The merging generates counts that are slightly different from counting them as a single set, on the order of 0.001% more when separate sets were merged than when counted as a single set. This is after excluding those above the counts cutoff for the single set (which might account for 0.01%). I have no explanation for this.
The manual from jellyfish v1 implies that if the output file is not specified with -o
, jellyfish should create an extra output file with the default name ("output_") when the hash size is full. I have not tested if this works for sparing memory usage.
The previous version of Trinity mode in kmersorter had a problem with the SRA headers generated from the SRA Toolkit fastq-dump (due to problems in the called Trinity scripts). The stats file generation would work normally, but then the stats cannot be sorted correctly and ultimately the process will fail merging the stats. Brian Haas suggested this alternate command to generate the header (which one would also use during Trinity normalization).
fastq-dump --split-files --defline-seq '@$sn[_$rn]/$ri' SRR1032106.sra
This may no longer be a problem since sort
is no longer called in the Trinity mode for kmersorter. This program was removed since the purpose was to organize the reads in a pair so they could be merged. The merging caused problems for extraction because the merge takes the average of the two coverage medians in a pair, so read coverage of 1 and 99 in a pair would make 50. This does not generate a count on the lava lamp plot, since the stats are counted separately in fastqdumps2histo.py
. However, during extraction of regions in kmersorter, additional/junk reads outside of the defined extraction boundary were collected when neither read was in the defined region.
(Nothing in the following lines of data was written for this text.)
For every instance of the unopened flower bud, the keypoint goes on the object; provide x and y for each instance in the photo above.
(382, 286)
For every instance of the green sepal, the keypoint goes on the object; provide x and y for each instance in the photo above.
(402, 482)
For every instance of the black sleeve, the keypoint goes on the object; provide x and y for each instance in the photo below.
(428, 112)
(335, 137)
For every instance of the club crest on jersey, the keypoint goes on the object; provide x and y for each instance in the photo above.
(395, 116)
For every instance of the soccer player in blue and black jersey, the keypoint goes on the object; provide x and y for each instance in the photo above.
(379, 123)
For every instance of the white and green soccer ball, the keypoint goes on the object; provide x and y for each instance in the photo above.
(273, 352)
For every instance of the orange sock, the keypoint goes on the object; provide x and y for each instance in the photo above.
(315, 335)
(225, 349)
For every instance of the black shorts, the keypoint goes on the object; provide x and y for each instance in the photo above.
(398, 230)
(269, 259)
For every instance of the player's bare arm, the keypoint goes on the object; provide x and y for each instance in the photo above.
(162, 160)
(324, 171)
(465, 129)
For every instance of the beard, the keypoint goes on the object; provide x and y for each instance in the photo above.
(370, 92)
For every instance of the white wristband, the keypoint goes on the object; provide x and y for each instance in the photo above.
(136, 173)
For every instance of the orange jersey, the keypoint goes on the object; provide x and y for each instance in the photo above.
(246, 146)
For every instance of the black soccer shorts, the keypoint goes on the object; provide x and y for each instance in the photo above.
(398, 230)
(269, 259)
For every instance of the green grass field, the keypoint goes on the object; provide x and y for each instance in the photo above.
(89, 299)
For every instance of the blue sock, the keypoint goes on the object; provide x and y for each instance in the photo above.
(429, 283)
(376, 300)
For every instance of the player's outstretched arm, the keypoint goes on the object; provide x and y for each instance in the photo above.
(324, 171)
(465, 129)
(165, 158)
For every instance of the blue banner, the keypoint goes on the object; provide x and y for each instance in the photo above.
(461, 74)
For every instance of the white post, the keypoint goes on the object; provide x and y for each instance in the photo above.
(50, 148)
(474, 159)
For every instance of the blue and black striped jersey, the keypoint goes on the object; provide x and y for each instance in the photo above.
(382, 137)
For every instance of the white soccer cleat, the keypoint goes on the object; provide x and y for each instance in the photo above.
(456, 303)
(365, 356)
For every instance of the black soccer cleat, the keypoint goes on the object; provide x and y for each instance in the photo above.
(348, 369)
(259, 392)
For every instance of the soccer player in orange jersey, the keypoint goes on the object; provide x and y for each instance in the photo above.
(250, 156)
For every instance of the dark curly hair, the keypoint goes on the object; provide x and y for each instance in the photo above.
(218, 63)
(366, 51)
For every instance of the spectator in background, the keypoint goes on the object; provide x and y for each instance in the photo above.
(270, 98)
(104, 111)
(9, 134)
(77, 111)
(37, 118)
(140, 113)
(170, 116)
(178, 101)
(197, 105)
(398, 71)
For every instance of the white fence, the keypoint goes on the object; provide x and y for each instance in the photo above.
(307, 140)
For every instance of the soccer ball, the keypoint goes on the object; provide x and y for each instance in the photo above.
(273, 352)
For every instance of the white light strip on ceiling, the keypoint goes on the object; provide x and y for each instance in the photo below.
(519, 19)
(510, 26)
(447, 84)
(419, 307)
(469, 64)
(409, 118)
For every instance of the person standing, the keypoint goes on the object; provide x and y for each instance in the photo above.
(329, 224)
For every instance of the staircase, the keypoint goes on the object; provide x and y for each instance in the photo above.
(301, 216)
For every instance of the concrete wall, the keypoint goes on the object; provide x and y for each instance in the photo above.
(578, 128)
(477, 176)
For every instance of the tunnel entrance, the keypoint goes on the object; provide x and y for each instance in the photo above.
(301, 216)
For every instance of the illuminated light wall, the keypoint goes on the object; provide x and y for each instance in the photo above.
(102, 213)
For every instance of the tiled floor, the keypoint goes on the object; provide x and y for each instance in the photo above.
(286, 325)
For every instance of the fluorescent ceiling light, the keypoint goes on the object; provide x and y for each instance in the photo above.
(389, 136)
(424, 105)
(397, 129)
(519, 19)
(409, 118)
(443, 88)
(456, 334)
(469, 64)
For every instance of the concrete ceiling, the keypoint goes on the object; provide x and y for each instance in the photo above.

Two problems have come up a few times, and sample plots are shown in the error_plots folder. For the case of Acropora, there is a strip at the bottom. This was caused by the sequence in the read spanning multiple lines per read, instead of just one. For this situation, convert the reads to two-line fasta with the fasta2twoline.py
script. For the other case of Aiptasia, the plot is distorted since the reads were trimmed and are not the same length. To solve this, use the -p
option in fastqdumps2histo.py
to calculate the length and GC for each sequence.